Scotland currently has five working incinerators for household waste with a capacity of 788,000 tonnes per year.
A further six incinerators are due to start operating in the next three years with the capacity to burn a further 1,056,000 tonnes of waste a year with at least another four incinerators under consideration.
Sarah Moyes, Plastic and Circular Economy Campaigner with Friends of the Earth Scotland said:
“Scotland’s incineration capacity is spiralling out of control. We are locking ourselves into decades of sending useful materials up in smoke, as well as creating a barrier to moving to a circular economy by creating a never-ending demand for waste as fuel, diverting it from re-use and recycling.
“With over 2 million tonnes of household waste generated in 2018 and a target to recycle 70% of that by 2025, our projected incineration capacity just doesn’t add up.
“The Scottish Government has spoken about the importance of moving to a circular economy, but its incoherent waste policy makes a mockery of such claims with no incentive whatsoever to reduce our overconsumption of resources and recycling rates actually falling.
“Instead local authorities are pushing ahead with incineration plans for materials which should be recycled or composted instead.
“There is no doubt that this rise in incineration is a major threat to Scotland’s recycling targets.
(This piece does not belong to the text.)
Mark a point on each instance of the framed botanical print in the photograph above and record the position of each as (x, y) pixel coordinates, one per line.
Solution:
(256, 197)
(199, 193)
“We’re on course to have more incineration capacity in Scotland than ever before and it’s difficult to see how we can possibly continue to increase our recycling rates when we are accelerating towards a future of burning our waste instead.”
Figures from SEPA (2018) reported that the total amount of household waste generated in Scotland was 2.41 million tonnes which was 2% less than the previous year.
The Scottish household waste recycling rate was 44.7%. In Orkney in 2018 the recycling rate was 21.1%
Waste disposal has been a growing issue during the Covid19 pandemic as household waste recycling centres have had limited opening and kerb side recycling has also faced restrictions. South Isles Residents Campaign Against Continued Closure of Recycling Centre
Recycling not only makes environmental sense but economically it saves. For instance according to Orkney Islands Council, shipping Orkney’s household waste to be incinerated in Shetland costs £150 a ton. [OIC Recycling]
There are some differences throughout Scotland in what can be recycled but the basics are the same – plastic bottles, cans, paper and thin card. And of course garden waste can be composted.
Recycling is crucial but so is reducing the amount of waste that we actually generate. Lidl and Love Food Hate Waste Scotland have collaborated to launch a series of food waste-free shopping lists. You can find that here: Great Taste, No Waste – a tasty £40 family shop with zero food waste
Reusing is also a great way to reduce waste – either by repairing broken items, repurposing them or passing them onto to a centre/charity shops where someone else can find a use for them. Find out more here: Reusing materials
Some charity shops have managed to re-open and these not only are great places for recycling but they also provide a much needed boost to funds for those organisations.